Elliott managed to quit drugs and graduate from high school, then college. The author or editor of 10 previous books -- including a collection of S&M erotica memorably titled "My Girlfriend Comes to the City and Beats Me Up" -- he's been making a living from his writing for almost a decade. The world of small presses, fellowships and spartan living have kept him afloat.
A few years ago, however, it all went bad. "I was so used to living on the page," he says; "it's just how I learned to process my feelings, interact with the world. And then I couldn't anymore."
He ended up with a debilitating case of writer's block.
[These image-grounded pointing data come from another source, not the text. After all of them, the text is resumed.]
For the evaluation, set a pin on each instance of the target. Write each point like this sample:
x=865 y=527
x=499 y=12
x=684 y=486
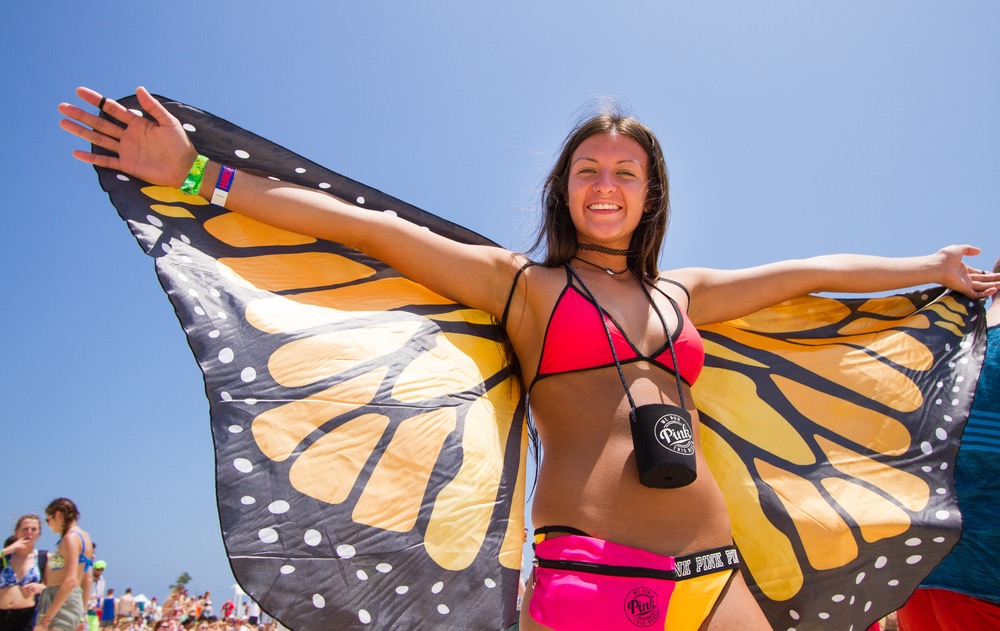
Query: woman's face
x=29 y=529
x=606 y=189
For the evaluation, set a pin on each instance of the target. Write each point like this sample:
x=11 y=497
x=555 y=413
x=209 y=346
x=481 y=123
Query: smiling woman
x=659 y=549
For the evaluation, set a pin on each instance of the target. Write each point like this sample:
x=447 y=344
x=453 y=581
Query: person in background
x=97 y=586
x=963 y=592
x=21 y=570
x=125 y=607
x=108 y=609
x=606 y=208
x=68 y=575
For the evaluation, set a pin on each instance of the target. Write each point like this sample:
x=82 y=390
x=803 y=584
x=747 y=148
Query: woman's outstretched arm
x=718 y=295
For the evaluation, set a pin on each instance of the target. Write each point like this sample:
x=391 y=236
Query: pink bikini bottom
x=581 y=583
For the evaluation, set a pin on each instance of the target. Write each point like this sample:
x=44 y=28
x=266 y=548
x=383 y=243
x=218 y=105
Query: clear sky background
x=791 y=129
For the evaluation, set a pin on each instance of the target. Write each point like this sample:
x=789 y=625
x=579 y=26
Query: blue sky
x=790 y=128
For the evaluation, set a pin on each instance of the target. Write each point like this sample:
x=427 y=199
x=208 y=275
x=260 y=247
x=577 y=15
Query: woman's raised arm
x=158 y=150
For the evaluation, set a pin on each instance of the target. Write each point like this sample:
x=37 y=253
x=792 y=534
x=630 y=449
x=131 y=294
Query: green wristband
x=192 y=184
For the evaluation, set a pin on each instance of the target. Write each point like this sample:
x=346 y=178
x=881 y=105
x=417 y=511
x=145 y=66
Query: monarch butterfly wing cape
x=369 y=438
x=832 y=427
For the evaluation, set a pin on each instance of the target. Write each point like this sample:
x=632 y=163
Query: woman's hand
x=155 y=151
x=957 y=275
x=18 y=546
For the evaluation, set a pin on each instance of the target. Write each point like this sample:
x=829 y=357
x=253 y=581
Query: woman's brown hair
x=67 y=508
x=557 y=230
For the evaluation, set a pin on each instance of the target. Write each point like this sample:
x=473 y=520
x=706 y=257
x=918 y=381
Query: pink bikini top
x=575 y=340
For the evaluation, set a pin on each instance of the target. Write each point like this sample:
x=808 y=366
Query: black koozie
x=663 y=438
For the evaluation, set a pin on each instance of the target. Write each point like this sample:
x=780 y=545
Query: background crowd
x=28 y=573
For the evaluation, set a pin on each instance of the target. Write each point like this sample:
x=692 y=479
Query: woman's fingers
x=94 y=137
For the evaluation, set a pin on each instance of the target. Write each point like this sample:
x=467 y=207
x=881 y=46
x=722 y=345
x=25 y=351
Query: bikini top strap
x=510 y=295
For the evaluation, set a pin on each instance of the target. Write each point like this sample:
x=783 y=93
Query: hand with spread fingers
x=958 y=275
x=155 y=150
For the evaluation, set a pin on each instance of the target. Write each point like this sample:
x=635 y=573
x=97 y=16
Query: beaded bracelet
x=192 y=184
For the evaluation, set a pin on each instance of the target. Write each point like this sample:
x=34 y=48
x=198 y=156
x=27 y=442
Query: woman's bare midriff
x=588 y=478
x=12 y=598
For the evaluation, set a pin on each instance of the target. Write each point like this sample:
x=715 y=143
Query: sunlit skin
x=607 y=189
x=72 y=574
x=22 y=549
x=587 y=478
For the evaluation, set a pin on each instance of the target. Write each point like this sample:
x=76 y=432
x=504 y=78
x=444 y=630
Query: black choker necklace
x=603 y=250
x=610 y=271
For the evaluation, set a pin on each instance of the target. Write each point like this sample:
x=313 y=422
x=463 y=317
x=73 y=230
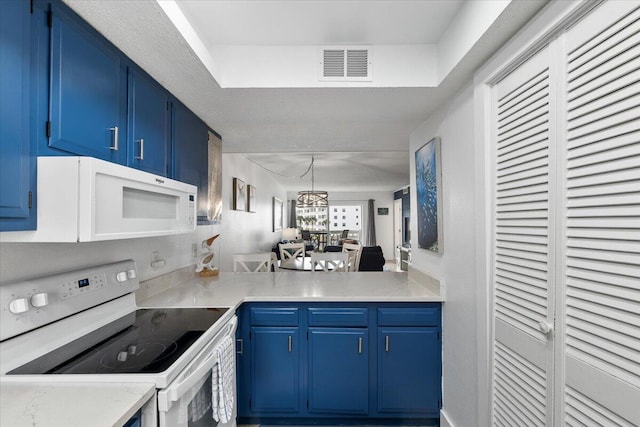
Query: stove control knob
x=19 y=305
x=40 y=300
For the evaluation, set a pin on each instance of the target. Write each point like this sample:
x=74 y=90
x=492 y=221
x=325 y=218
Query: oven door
x=187 y=401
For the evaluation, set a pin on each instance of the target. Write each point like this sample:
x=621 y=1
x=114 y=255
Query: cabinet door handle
x=141 y=156
x=114 y=147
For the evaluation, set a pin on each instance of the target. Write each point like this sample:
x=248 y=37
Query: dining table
x=300 y=264
x=320 y=238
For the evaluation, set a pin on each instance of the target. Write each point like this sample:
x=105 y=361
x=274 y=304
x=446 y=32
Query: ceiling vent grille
x=345 y=64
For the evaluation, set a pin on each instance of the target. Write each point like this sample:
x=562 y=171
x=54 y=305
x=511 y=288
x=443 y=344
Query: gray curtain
x=371 y=226
x=293 y=222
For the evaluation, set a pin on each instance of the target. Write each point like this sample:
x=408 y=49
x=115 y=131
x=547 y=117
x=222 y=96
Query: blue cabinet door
x=275 y=359
x=191 y=154
x=17 y=165
x=87 y=91
x=148 y=141
x=409 y=370
x=338 y=371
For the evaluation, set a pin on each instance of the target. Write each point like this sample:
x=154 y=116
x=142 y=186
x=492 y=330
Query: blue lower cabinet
x=338 y=371
x=409 y=365
x=275 y=367
x=339 y=363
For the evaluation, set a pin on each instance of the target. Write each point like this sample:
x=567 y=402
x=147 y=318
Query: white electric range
x=84 y=326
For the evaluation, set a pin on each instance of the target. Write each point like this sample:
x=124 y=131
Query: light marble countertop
x=186 y=289
x=71 y=404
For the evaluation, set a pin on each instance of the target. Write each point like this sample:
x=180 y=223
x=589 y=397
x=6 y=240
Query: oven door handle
x=177 y=390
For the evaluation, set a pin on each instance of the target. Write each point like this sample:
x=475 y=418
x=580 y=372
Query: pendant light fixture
x=312 y=199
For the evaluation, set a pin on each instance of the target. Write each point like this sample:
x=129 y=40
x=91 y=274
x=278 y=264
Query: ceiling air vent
x=345 y=64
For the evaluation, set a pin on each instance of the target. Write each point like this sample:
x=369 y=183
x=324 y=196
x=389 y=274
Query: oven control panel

This made him suicidal, which reinforced the blockage. Then, while hopped up on Adderall -- a prescription amphetamine that resembles Benzedrine and Ritalin -- he found that a local character named Sean Sturgeon, whose path Elliott had crossed, had confessed to eight murders but refused to offer names.
At the time of his confession, Sturgeon was a secondary player in the murder trial of Bay Area computer programmer Hans Reiser, who was accused of killing his wife, Nina, who'd left him for another man.
This was the impetus for "The Adderall Diaries," which begins with the single-sentence paragraph: "My father may have killed a man." From here, the book winds through San Francisco during the tech boom, the Bay Area's S&M scene and the tangled saga of Elliott's life.
"It's much less about murder and much more about how you can't know anything," Elliott says of the way his story, his family's history and the murder case kept complicating each other. "The lie mixes with the truth, it's like red and yellow paint -- it mixes and can never be just red and yellow again."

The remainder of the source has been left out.